If you've read the books and you're a stickler for canon, you'll probably pick at it just as I have, and find parts of Half-Blood Prince wanting. You'll likely find yourself annoyed as you watch it, wondering what the writers and director were thinking as they decided to shoot this scene or cut one that might have been better. You'll also find yourself wringing your hands, or feeling your heartstrings plucked to the beat of Harry's own heart as he stumbles to his mentor's side. You'll find yourself pitying poor Hermione that she has to watch Ron drift away from her, and wanting to grab Ron and shake some sense into him. You'll find yourself siding with Harry, wanting him to succeed, hoping everything works out for him, and crashing to the ground when everything goes horribly and he can't seem to pick up the pieces. This is his story, after all. Harry is the hero, and Half-Blood Prince succeeded in making me cheer for him and want to squeeze him close and never let him go. That's one of its triumphs.

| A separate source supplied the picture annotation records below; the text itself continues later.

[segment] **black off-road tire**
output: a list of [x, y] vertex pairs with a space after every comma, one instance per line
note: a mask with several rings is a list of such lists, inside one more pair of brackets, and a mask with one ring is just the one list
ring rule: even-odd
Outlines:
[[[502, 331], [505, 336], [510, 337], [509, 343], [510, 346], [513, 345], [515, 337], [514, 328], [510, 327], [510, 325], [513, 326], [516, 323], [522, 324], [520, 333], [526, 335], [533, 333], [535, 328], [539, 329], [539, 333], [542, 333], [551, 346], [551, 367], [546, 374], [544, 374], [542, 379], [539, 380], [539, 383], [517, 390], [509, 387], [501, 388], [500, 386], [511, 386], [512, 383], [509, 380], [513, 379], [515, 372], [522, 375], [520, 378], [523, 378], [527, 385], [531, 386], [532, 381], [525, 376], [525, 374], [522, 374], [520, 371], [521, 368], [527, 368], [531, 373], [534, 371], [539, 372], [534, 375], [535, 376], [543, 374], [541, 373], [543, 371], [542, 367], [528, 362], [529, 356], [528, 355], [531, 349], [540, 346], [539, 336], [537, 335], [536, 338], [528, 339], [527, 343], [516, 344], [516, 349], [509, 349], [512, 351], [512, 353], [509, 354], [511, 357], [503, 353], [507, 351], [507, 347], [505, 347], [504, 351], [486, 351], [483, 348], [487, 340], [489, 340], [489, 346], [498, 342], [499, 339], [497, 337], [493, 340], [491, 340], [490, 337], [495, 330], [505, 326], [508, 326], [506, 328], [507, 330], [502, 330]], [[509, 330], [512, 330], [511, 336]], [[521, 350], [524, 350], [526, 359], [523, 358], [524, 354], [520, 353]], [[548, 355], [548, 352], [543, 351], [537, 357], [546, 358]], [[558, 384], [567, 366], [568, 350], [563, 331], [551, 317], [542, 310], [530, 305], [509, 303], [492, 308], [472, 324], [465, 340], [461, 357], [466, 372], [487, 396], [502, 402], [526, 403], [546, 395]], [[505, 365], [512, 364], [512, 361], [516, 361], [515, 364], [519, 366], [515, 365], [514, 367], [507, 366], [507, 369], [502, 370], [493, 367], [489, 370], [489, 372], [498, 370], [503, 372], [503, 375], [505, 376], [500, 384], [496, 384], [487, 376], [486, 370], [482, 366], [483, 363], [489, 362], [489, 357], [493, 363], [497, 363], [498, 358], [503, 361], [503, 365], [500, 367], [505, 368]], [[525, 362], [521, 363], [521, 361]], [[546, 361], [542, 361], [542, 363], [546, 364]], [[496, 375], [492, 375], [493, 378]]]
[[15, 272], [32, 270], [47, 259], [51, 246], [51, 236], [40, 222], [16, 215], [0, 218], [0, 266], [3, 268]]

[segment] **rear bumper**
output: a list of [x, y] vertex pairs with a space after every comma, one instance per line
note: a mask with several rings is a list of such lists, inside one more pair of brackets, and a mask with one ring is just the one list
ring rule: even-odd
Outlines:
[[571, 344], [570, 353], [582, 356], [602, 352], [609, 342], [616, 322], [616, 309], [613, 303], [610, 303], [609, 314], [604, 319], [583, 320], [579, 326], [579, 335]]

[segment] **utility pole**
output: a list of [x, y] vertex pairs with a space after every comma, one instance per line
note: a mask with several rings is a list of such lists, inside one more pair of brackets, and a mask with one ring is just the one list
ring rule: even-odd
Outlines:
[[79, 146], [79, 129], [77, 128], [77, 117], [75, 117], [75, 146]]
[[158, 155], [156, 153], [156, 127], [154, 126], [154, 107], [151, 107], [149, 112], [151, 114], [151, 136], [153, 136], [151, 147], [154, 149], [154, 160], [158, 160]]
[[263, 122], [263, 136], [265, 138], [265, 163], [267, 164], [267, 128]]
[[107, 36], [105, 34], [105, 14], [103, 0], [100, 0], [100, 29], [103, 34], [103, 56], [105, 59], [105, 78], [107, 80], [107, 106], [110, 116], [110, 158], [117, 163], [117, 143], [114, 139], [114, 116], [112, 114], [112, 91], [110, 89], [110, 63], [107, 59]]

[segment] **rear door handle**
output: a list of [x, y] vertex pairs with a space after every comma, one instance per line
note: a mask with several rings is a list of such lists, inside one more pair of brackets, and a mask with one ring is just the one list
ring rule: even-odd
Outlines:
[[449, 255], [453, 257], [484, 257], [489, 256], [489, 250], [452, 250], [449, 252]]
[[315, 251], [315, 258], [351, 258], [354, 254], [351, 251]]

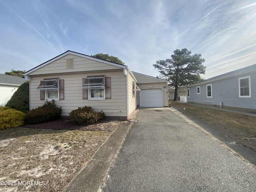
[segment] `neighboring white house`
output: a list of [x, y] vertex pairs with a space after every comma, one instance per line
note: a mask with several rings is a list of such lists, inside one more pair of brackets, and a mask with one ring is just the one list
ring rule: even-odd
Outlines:
[[[62, 107], [63, 116], [68, 116], [69, 112], [79, 107], [86, 106], [96, 111], [102, 110], [107, 117], [127, 119], [138, 103], [148, 107], [168, 104], [166, 81], [151, 77], [151, 81], [148, 82], [154, 87], [154, 85], [160, 86], [153, 89], [157, 88], [162, 91], [161, 105], [158, 101], [158, 92], [150, 93], [151, 102], [143, 96], [138, 101], [140, 91], [150, 88], [144, 87], [147, 84], [142, 80], [140, 84], [139, 77], [142, 76], [143, 79], [146, 76], [136, 74], [126, 65], [71, 51], [36, 67], [24, 75], [30, 82], [30, 110], [42, 105], [46, 100], [54, 99], [57, 106]], [[154, 98], [154, 96], [157, 97]]]
[[186, 88], [188, 102], [256, 109], [256, 64]]
[[5, 106], [14, 92], [25, 82], [24, 78], [0, 74], [0, 106]]

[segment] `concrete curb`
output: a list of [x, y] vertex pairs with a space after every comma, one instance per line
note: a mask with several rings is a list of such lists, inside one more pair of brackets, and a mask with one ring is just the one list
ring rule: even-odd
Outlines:
[[98, 150], [92, 159], [73, 179], [65, 192], [100, 190], [132, 124], [128, 122], [122, 123]]

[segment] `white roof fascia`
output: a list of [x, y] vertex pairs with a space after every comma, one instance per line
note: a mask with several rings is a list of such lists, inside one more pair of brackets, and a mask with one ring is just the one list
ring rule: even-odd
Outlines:
[[10, 83], [0, 83], [0, 85], [4, 85], [6, 86], [13, 86], [14, 87], [19, 87], [21, 85], [21, 84], [18, 85], [18, 84], [11, 84]]
[[98, 61], [99, 62], [105, 63], [106, 64], [108, 64], [109, 65], [112, 65], [116, 67], [120, 67], [120, 68], [125, 68], [127, 66], [126, 65], [123, 65], [120, 64], [115, 64], [114, 63], [112, 63], [112, 62], [110, 62], [105, 61], [104, 60], [102, 60], [101, 59], [97, 59], [97, 58], [95, 58], [94, 57], [84, 55], [83, 54], [76, 53], [76, 52], [73, 52], [71, 51], [68, 51], [66, 52], [65, 52], [65, 53], [63, 53], [62, 54], [61, 54], [61, 55], [60, 55], [56, 57], [55, 57], [53, 59], [52, 59], [50, 60], [49, 60], [49, 61], [47, 61], [45, 63], [44, 63], [40, 65], [38, 65], [37, 67], [35, 67], [34, 68], [30, 70], [29, 71], [28, 71], [27, 72], [25, 73], [24, 74], [24, 75], [28, 75], [30, 74], [31, 73], [34, 72], [34, 71], [37, 70], [38, 69], [42, 68], [42, 67], [44, 67], [46, 65], [47, 65], [48, 64], [50, 63], [52, 63], [52, 62], [54, 62], [58, 60], [58, 59], [60, 59], [60, 58], [68, 55], [68, 54], [72, 54], [72, 55], [74, 55], [76, 56], [83, 57], [84, 58], [86, 58], [87, 59], [94, 60], [94, 61]]
[[130, 69], [130, 68], [129, 68], [129, 67], [128, 66], [126, 66], [126, 68], [127, 69], [127, 70], [128, 70], [128, 71], [129, 72], [129, 73], [132, 75], [132, 76], [134, 79], [136, 83], [137, 83], [138, 82], [138, 81], [136, 79], [136, 78], [135, 78], [135, 77], [134, 77], [134, 75], [132, 72], [132, 71], [131, 71]]
[[134, 72], [134, 71], [132, 72], [133, 73], [134, 73], [134, 74], [136, 74], [138, 75], [141, 75], [142, 76], [144, 76], [145, 77], [149, 77], [150, 78], [152, 78], [152, 79], [156, 79], [157, 80], [159, 80], [160, 81], [164, 81], [164, 82], [166, 82], [167, 83], [167, 84], [169, 82], [169, 81], [167, 81], [167, 80], [164, 80], [164, 79], [160, 79], [159, 78], [156, 78], [156, 77], [152, 77], [152, 76], [150, 76], [149, 75], [145, 75], [144, 74], [142, 74], [141, 73], [137, 73], [136, 72]]

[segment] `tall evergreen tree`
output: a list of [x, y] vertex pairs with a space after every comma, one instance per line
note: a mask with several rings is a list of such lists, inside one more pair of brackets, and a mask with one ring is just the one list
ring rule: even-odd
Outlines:
[[20, 70], [15, 70], [12, 69], [10, 72], [5, 72], [4, 74], [6, 75], [13, 75], [14, 76], [17, 76], [17, 77], [22, 77], [23, 71]]
[[190, 85], [203, 80], [200, 74], [205, 74], [205, 60], [201, 54], [191, 55], [191, 52], [184, 48], [176, 49], [170, 58], [157, 61], [153, 66], [158, 69], [161, 77], [170, 81], [175, 88], [174, 101], [177, 100], [179, 87]]

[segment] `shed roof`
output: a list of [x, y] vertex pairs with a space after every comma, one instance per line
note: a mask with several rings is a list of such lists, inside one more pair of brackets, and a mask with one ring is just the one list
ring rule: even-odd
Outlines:
[[26, 81], [24, 78], [13, 75], [0, 74], [0, 84], [21, 85]]

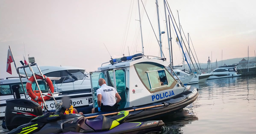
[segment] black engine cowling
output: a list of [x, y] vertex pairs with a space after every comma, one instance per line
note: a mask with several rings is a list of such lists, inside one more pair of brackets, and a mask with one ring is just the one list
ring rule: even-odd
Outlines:
[[5, 126], [9, 130], [43, 114], [41, 106], [31, 100], [18, 99], [6, 101]]

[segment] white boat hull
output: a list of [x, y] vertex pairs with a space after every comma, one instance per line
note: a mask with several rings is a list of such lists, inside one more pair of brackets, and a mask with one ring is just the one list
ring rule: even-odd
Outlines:
[[210, 74], [201, 74], [199, 75], [199, 83], [204, 83], [212, 75]]
[[241, 76], [241, 75], [238, 75], [236, 72], [212, 72], [211, 74], [212, 75], [210, 76], [208, 80]]
[[[188, 75], [186, 76], [179, 76], [179, 79], [181, 80], [182, 83], [184, 85], [186, 85], [190, 81], [191, 79], [194, 77], [194, 75]], [[175, 79], [178, 80], [178, 78], [175, 76], [174, 76]]]
[[[54, 97], [57, 103], [62, 101], [62, 97], [64, 96], [59, 96], [59, 93], [54, 94]], [[13, 95], [12, 95], [13, 96]], [[75, 107], [81, 107], [88, 106], [89, 105], [93, 105], [92, 97], [91, 93], [84, 93], [79, 94], [74, 94], [71, 95], [65, 95], [69, 96], [72, 102], [72, 105]], [[21, 95], [22, 99], [25, 99], [24, 95]], [[13, 98], [10, 98], [6, 100], [13, 99]], [[28, 99], [31, 100], [30, 97]], [[4, 117], [5, 115], [5, 108], [6, 107], [6, 102], [5, 100], [1, 100], [1, 106], [0, 107], [0, 117]], [[45, 101], [46, 106], [48, 110], [50, 111], [55, 110], [55, 103], [53, 100], [48, 100]]]
[[199, 74], [194, 75], [194, 76], [192, 78], [191, 80], [188, 84], [198, 84], [199, 81]]

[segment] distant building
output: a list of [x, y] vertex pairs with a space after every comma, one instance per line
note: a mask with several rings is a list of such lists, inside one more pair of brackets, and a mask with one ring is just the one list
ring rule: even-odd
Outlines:
[[252, 67], [256, 67], [256, 61], [253, 61], [249, 62], [249, 66], [248, 66], [248, 60], [243, 58], [238, 63], [238, 65], [236, 67], [237, 69], [246, 69]]
[[207, 68], [208, 68], [208, 72], [211, 72], [211, 60], [210, 60], [210, 57], [208, 57], [208, 61], [207, 61]]

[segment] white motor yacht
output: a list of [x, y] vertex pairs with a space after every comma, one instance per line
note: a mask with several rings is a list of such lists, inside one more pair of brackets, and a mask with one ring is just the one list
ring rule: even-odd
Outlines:
[[210, 73], [212, 75], [210, 76], [208, 79], [240, 76], [241, 75], [237, 74], [236, 66], [231, 65], [220, 67]]
[[[191, 75], [179, 69], [173, 69], [174, 72], [177, 75], [180, 80], [181, 81], [184, 85], [186, 85], [189, 84], [190, 81], [194, 77], [194, 75]], [[178, 80], [178, 78], [172, 73], [172, 75], [176, 80]]]
[[[86, 72], [84, 69], [73, 67], [54, 66], [42, 66], [40, 68], [42, 73], [55, 83], [53, 95], [57, 102], [61, 101], [62, 97], [65, 95], [70, 96], [73, 106], [77, 109], [89, 105], [92, 106], [89, 74]], [[32, 68], [35, 73], [40, 74], [36, 67], [33, 66]], [[25, 68], [25, 70], [29, 77], [32, 75], [32, 73], [28, 68]], [[25, 71], [23, 69], [20, 69], [20, 74], [26, 76]], [[19, 85], [20, 88], [19, 92], [21, 98], [31, 99], [26, 94], [26, 84], [27, 79], [22, 78], [21, 80], [24, 91], [20, 80], [18, 78], [7, 78], [5, 80], [0, 80], [0, 118], [3, 117], [5, 115], [6, 106], [5, 100], [13, 99], [12, 86]], [[47, 94], [48, 89], [45, 88], [44, 81], [39, 80], [38, 82], [42, 93]], [[34, 90], [38, 90], [35, 83], [32, 84], [32, 88]], [[55, 102], [53, 99], [51, 99], [45, 102], [49, 109], [55, 110]]]

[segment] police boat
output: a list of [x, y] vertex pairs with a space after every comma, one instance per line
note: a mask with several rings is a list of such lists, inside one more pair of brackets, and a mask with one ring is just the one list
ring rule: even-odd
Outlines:
[[[31, 66], [28, 67], [33, 71]], [[36, 66], [37, 67], [37, 66]], [[39, 67], [38, 69], [40, 70]], [[18, 87], [13, 90], [16, 95], [14, 99], [6, 100], [5, 109], [6, 127], [11, 131], [9, 134], [121, 134], [145, 133], [150, 132], [159, 132], [164, 123], [161, 120], [146, 122], [124, 122], [128, 116], [129, 111], [121, 111], [117, 115], [106, 117], [104, 115], [98, 116], [94, 120], [89, 120], [81, 115], [66, 114], [65, 111], [71, 107], [71, 100], [67, 101], [68, 105], [62, 105], [62, 102], [56, 102], [53, 95], [53, 83], [49, 78], [42, 74], [33, 73], [34, 78], [30, 78], [26, 84], [28, 90], [30, 85], [35, 81], [38, 88], [40, 95], [33, 98], [32, 91], [27, 90], [30, 96], [33, 99], [20, 99]], [[40, 91], [37, 79], [42, 79], [49, 90], [47, 95], [43, 95]], [[34, 91], [35, 92], [35, 91]], [[46, 97], [47, 96], [48, 97]], [[55, 105], [56, 112], [51, 113], [48, 109], [45, 103], [49, 97], [53, 99]], [[39, 101], [42, 101], [42, 105]], [[67, 101], [66, 101], [66, 102]], [[67, 104], [66, 103], [66, 104]], [[67, 105], [68, 105], [67, 106]], [[44, 112], [43, 109], [44, 110]]]
[[102, 63], [97, 71], [90, 72], [93, 107], [97, 107], [96, 91], [100, 88], [98, 80], [103, 78], [121, 96], [119, 110], [84, 116], [93, 119], [100, 114], [110, 116], [128, 110], [131, 115], [127, 121], [130, 121], [185, 108], [196, 99], [198, 89], [184, 86], [179, 79], [176, 80], [167, 69], [168, 67], [172, 68], [169, 64], [165, 59], [142, 54]]
[[111, 117], [100, 115], [91, 121], [80, 114], [64, 114], [69, 107], [65, 105], [57, 108], [54, 114], [44, 113], [8, 134], [145, 134], [159, 133], [164, 126], [162, 120], [124, 122], [130, 115], [126, 111]]

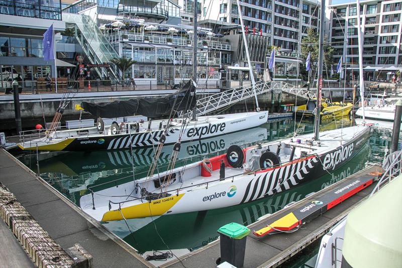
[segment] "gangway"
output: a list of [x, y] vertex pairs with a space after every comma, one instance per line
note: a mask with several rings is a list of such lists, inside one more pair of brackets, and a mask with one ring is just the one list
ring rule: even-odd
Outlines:
[[[288, 83], [282, 82], [281, 83], [280, 89], [284, 93], [306, 101], [317, 99], [315, 91], [311, 91], [306, 87], [297, 87]], [[325, 101], [327, 99], [322, 97], [322, 99]]]
[[[315, 94], [309, 91], [299, 91], [301, 88], [288, 83], [279, 81], [258, 81], [255, 83], [255, 91], [257, 95], [268, 92], [277, 91], [290, 94], [297, 94], [297, 97], [305, 100], [309, 98], [315, 98]], [[206, 115], [211, 112], [218, 111], [224, 107], [235, 104], [237, 102], [247, 100], [254, 97], [254, 93], [252, 85], [239, 86], [223, 92], [198, 99], [197, 101], [196, 114]], [[192, 112], [189, 113], [189, 116]]]
[[[110, 62], [113, 58], [119, 57], [117, 52], [90, 17], [63, 12], [63, 20], [75, 25], [74, 36], [91, 62], [102, 64]], [[107, 76], [102, 68], [96, 67], [95, 69], [99, 76]], [[114, 65], [111, 65], [109, 70], [113, 78], [118, 78], [118, 73]]]

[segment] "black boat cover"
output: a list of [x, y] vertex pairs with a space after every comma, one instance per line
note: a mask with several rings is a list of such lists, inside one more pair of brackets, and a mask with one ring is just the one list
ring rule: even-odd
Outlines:
[[114, 118], [139, 114], [150, 118], [169, 115], [173, 110], [185, 113], [196, 104], [195, 84], [191, 79], [175, 93], [158, 98], [137, 98], [111, 103], [81, 103], [84, 111], [96, 116]]

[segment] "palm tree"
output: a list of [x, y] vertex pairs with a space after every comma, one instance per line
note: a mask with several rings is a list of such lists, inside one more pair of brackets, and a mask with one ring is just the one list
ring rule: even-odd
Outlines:
[[116, 66], [121, 71], [122, 80], [123, 80], [123, 82], [122, 83], [122, 86], [124, 87], [125, 73], [126, 72], [126, 71], [129, 69], [129, 68], [130, 68], [133, 64], [136, 63], [136, 61], [132, 59], [126, 58], [125, 57], [121, 57], [120, 58], [113, 58], [111, 60], [111, 62], [116, 65]]

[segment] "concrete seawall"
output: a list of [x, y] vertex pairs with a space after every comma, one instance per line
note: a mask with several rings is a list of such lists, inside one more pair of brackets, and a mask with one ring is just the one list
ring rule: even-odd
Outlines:
[[[214, 93], [217, 90], [212, 90], [208, 93]], [[348, 96], [352, 95], [352, 89], [347, 88]], [[91, 93], [90, 94], [78, 94], [74, 96], [64, 110], [62, 118], [62, 122], [66, 120], [76, 120], [79, 118], [80, 111], [75, 110], [75, 105], [79, 104], [82, 101], [93, 102], [108, 102], [116, 100], [127, 100], [136, 97], [156, 98], [165, 96], [173, 93], [172, 91], [145, 91], [125, 92]], [[343, 99], [343, 88], [324, 89], [323, 95], [327, 98], [332, 96], [334, 101]], [[43, 115], [46, 122], [51, 122], [55, 112], [59, 107], [62, 94], [42, 95], [40, 98], [37, 95], [21, 95], [20, 96], [21, 117], [23, 128], [32, 129], [37, 124], [44, 125]], [[275, 93], [273, 106], [272, 106], [271, 94], [267, 93], [258, 96], [258, 99], [260, 107], [264, 110], [269, 110], [271, 112], [282, 112], [279, 111], [278, 107], [280, 104], [294, 104], [295, 98], [282, 94], [279, 98], [279, 94]], [[42, 101], [41, 101], [41, 99]], [[280, 104], [278, 101], [280, 99]], [[255, 101], [251, 98], [245, 102], [241, 102], [235, 105], [225, 111], [226, 113], [245, 112], [247, 110], [254, 110]], [[297, 100], [297, 105], [304, 104], [305, 102], [301, 100]], [[3, 96], [0, 97], [0, 114], [2, 121], [0, 123], [0, 130], [6, 131], [10, 135], [15, 134], [13, 131], [16, 129], [14, 104], [12, 96]], [[81, 114], [82, 119], [94, 118], [94, 117], [86, 112]]]

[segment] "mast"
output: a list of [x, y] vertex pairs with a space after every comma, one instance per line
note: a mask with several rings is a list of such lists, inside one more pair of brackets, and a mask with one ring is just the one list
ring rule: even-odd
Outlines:
[[361, 100], [361, 109], [363, 110], [363, 123], [364, 124], [365, 123], [365, 118], [364, 118], [364, 81], [363, 79], [363, 40], [362, 40], [362, 29], [360, 26], [360, 0], [356, 0], [356, 9], [357, 11], [357, 41], [359, 43], [359, 78], [360, 82], [360, 99]]
[[[323, 87], [323, 62], [324, 61], [324, 34], [325, 31], [325, 0], [321, 0], [321, 15], [320, 18], [320, 51], [318, 53], [318, 83], [317, 83], [316, 121], [314, 121], [314, 139], [320, 139], [320, 112], [321, 110], [321, 90]], [[313, 80], [314, 81], [314, 80]]]
[[192, 19], [194, 37], [193, 38], [194, 50], [192, 54], [192, 79], [195, 82], [197, 81], [197, 16], [198, 14], [198, 1], [194, 0], [194, 18]]
[[253, 69], [251, 67], [251, 61], [250, 60], [250, 54], [248, 53], [248, 45], [247, 44], [247, 40], [246, 39], [246, 33], [244, 32], [244, 25], [243, 23], [243, 16], [242, 15], [242, 11], [240, 8], [240, 1], [237, 0], [237, 9], [239, 12], [239, 19], [240, 20], [240, 25], [242, 26], [242, 33], [243, 33], [243, 39], [244, 40], [244, 48], [246, 49], [246, 55], [247, 57], [247, 62], [248, 63], [249, 71], [250, 72], [250, 77], [251, 78], [251, 84], [253, 85], [253, 91], [254, 92], [254, 97], [255, 97], [255, 103], [257, 105], [257, 111], [260, 111], [260, 107], [258, 106], [258, 100], [257, 99], [257, 93], [255, 91], [255, 80], [254, 80], [254, 75], [253, 74]]
[[[197, 22], [197, 18], [198, 16], [198, 0], [194, 0], [194, 15], [192, 18], [192, 23], [193, 26], [193, 34], [194, 37], [193, 37], [193, 46], [194, 47], [194, 50], [192, 55], [192, 79], [194, 82], [197, 82], [197, 28], [198, 24]], [[196, 98], [196, 94], [194, 97]], [[197, 109], [195, 107], [192, 111], [192, 120], [195, 120], [196, 114]]]

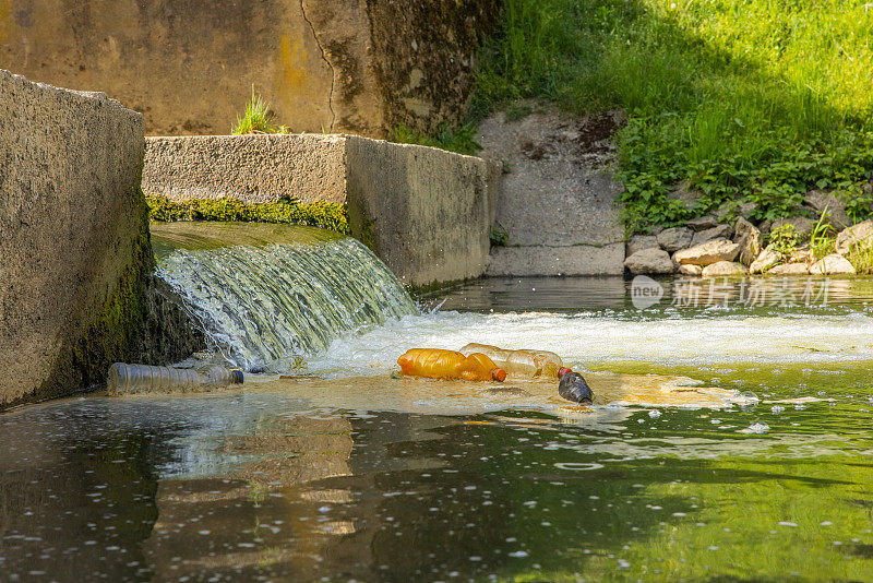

Harry Potter and the Half-Blood Prince: half-baked in places and princely in others...? (Okay, sorry, sorry, I won't try to play on the title again - or not so poorly, anyway.) Often flippant in the face of Harry's dark fate and the unhappy task before him, frequently quite funny, and overall a beautifully-shot film with great acting, but an unfortunate choice of focus and target. It's not the best Harry Potter movie. For me, that honor goes to Prisoner of Azkaban, or to Goblet of Fire. But it's not the worst, either. I'm sad that it wasn't the best so far, because at the time, the book was (can't decide which book is my favorite of all seven, to this day). The book was terrific. I know, I know, the movie isn't the book. As a movie on its own, with less of that book-adaptation aspect, it's glorious and awesome. I'd love to see it again and take it less seriously, just enjoy it as a movie and have laughs at all the jokes. I guarantee you I will see it about a million times, too, just like the other films, and it'll spark a new wave of Pottermania in me and in others, and it's been a few months since I read my HP books, so the reentry into my life isn't an unwelcome one.
"A sure sign of a good book is that you like it more the older you get."
Another sure sign of a good book is that you see the movie based off it and love that movie in spite of its flaws, simply for telling its own version of the events in the book.